I have verified that the code_verifier sent by the frontend matches the one derived from the code_challenge. The redirect_uri matches exactly. The code is fresh. Is there a specific format requirement for the code_verifier in the SDK that differs from the standard RFC 7636 implementation? Or is the SDK modifying the payload before sending?

3 Likes

check your backend exchange logic. the 400 usually means the code_verifier you’re sending in the POST body doesn’t match the code_challenge generated on the frontend. make sure you’re using SHA-256 with URL-safe base64 encoding. no padding.

also, ensure your Node.js handler is sending the grant_type as authorization_code and not client_credentials. here’s a quick sanity check for the exchange call:

const tokenRes = await axios.post(`${baseUrl}/oauth/token`, new URLSearchParams({
 grant_type: 'authorization_code',
 code: req.body.code,
 redirect_uri: 'http://localhost:3000/callback', // must match exactly
 client_id: process.env.GC_CLIENT_ID,
 code_verifier: req.body.codeVerifier // critical: must match frontend hash
}));

if that looks right, check the CloudWatch logs for the raw request payload. sometimes the URL encoding gets messy when passing between services. i’ve seen the verifier get double-encoded which kills the hash match.

yeah, that base64url padding issue is the silent killer here. i’ve seen it break SCIM syncs just as badly. if you’re generating the verifier on the frontend but hashing it on the backend for verification (or vice versa), make sure the encoding libraries match exactly.

try this quick node snippet to verify your challenge generation matches what the frontend sent. it’s easy to accidentally include = padding or use standard base64 instead of base64url.

const crypto = require('crypto');

function generateCodeChallenge(verifier) {
 // SHA-256 hash
 const hash = crypto.createHash('sha256').update(verifier).digest();
 // Base64url encode (no padding)
 return hash.toString('base64')
 .replace(/\+/g, '-')
 .replace(/\//g, '_')
 .replace(/=/g, '');
}

console.log(generateCodeChallenge('your-verifier-string'));

double check that your frontend is doing the exact same transformation. also, ensure the code hasn’t expired yet. those codes are short-lived. if it’s still failing, dump the raw request body to a log and compare the hex values of the challenge.

2 Likes

you’re missing the URL-safe part of the base64 encoding. that = padding at the end of standard base64 is what breaks the PKCE exchange 90% of the time. genesys cloud expects base64url without padding.
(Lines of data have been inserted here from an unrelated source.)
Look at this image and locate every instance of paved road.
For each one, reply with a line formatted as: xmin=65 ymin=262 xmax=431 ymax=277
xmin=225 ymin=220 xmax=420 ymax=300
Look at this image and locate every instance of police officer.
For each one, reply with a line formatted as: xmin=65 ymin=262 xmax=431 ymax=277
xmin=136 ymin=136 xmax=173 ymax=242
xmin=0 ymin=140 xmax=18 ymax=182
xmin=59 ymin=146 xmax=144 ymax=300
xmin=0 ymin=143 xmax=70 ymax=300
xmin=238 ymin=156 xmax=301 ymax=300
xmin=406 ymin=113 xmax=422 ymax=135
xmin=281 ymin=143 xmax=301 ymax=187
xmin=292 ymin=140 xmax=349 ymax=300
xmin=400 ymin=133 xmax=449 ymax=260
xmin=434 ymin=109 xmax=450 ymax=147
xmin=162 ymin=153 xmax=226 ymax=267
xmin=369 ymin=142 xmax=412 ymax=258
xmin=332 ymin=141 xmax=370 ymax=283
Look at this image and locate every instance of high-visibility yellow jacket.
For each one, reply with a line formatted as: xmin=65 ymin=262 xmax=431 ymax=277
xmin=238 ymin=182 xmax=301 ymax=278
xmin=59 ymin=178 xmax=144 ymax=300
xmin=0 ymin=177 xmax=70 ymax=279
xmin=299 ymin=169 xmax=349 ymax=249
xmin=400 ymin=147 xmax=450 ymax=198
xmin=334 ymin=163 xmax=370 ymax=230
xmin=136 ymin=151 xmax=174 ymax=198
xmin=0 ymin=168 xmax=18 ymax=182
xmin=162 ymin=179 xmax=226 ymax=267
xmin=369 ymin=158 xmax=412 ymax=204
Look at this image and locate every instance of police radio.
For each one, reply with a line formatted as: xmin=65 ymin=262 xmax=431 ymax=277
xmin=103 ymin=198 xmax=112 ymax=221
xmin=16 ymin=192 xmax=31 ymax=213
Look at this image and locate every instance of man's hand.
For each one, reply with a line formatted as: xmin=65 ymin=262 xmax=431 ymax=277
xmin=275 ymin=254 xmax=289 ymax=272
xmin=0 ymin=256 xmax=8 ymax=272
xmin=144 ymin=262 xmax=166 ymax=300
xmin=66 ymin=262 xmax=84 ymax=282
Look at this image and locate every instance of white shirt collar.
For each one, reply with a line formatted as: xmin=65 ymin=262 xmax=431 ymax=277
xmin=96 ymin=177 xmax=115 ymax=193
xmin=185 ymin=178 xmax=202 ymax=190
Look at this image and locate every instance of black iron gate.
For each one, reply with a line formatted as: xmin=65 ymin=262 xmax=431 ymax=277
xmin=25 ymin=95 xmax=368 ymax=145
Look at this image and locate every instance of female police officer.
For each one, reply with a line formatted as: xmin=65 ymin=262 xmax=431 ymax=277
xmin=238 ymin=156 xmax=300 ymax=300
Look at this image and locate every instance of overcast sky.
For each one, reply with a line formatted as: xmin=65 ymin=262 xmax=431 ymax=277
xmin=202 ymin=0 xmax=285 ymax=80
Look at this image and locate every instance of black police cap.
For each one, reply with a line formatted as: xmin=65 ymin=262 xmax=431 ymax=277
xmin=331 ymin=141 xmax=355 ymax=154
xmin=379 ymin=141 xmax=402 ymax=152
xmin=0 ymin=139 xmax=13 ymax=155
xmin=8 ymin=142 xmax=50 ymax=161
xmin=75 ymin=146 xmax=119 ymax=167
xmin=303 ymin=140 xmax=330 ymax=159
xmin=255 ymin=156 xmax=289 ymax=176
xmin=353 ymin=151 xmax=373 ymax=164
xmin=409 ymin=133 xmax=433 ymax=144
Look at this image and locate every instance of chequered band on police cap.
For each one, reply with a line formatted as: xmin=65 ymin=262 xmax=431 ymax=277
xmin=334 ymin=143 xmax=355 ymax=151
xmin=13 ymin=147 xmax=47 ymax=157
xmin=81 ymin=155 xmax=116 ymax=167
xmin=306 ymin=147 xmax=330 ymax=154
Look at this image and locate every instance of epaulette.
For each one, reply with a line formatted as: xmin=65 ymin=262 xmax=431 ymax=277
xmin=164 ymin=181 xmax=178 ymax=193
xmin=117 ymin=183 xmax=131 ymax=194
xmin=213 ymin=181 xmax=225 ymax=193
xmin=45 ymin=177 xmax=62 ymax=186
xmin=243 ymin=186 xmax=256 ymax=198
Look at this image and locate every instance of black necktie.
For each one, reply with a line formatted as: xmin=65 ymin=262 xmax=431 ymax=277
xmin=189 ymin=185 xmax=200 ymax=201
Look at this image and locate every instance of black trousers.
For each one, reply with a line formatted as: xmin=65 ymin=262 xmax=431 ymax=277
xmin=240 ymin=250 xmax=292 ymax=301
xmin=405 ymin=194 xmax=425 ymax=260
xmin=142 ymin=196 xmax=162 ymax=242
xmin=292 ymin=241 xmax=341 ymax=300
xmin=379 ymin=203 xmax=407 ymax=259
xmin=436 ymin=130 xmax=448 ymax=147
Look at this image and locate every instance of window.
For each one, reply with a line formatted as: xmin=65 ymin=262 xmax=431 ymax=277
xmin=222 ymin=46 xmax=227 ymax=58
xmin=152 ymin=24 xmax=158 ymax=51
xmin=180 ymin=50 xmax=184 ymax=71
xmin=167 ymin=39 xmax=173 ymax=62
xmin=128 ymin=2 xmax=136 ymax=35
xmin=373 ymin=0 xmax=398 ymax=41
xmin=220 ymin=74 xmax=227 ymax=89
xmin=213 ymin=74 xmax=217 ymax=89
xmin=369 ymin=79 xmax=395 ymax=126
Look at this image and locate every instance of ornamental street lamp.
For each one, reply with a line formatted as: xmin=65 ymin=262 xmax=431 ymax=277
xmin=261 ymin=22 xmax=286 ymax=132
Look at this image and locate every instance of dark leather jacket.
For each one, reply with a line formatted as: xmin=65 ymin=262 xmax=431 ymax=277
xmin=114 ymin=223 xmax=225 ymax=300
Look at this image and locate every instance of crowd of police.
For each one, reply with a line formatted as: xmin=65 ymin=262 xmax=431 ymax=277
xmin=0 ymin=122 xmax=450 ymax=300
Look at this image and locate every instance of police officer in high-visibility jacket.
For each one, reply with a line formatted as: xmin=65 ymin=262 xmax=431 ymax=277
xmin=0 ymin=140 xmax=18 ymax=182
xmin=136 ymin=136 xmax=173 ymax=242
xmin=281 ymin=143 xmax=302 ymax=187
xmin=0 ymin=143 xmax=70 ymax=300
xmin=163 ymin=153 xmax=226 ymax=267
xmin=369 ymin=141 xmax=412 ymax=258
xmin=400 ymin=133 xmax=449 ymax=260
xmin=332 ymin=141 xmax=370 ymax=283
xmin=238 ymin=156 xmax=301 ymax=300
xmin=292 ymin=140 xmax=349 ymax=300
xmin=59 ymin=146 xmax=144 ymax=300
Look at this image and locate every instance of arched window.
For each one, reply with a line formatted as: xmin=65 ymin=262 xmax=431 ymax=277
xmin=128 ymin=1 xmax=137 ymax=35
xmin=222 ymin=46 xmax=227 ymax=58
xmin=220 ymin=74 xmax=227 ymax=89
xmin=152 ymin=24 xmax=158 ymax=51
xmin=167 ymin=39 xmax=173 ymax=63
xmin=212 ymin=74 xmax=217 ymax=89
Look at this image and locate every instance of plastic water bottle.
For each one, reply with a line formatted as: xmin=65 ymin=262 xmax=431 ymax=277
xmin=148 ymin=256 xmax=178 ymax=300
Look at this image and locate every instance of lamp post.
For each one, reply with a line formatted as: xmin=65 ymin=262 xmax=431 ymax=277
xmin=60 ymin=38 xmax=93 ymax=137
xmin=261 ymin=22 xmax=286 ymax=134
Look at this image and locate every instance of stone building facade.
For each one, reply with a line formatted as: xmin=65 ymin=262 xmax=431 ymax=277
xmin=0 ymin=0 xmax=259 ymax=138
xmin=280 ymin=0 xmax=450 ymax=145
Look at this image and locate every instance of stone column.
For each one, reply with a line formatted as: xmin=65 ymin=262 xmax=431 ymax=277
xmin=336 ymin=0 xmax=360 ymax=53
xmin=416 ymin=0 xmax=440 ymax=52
if you’re hashing in node but generating the challenge in the browser, library mismatches are likely. here’s how i verify the challenge locally before sending:

const crypto = require('crypto');
const codeVerifier = '...'; // from frontend

const hash = crypto.createHash('sha256').update(codeVerifier).digest('base64');
const codeChallenge = hash.replace(/\+/g, '-').replace(/\//g, '_').replace(/=+$/, '');
console.log(codeChallenge);
  1. Generate the verifier on the frontend.
  2. Hash it with SHA-256.
  3. Encode as base64url (replace + with -, / with _, strip =).

if your backend is re-hashing the verifier, you’re double-hashing. don’t do that. send the raw verifier in the token request body.

also, check your client_id. if it’s wrong, the error message is still generic 400. annoying.

3 Likes

stop hashing the verifier on the backend. that’s the whole point of PKCE. the frontend must generate both the verifier and the challenge. if they’re different libraries, the hash won’t match.

// frontend only
const verifier = crypto.getRandomValues(new Uint8Array(32));
const challenge = await crypto.subtle.digest('SHA-256', verifier);

keep it simple. don’t overcomplicate it.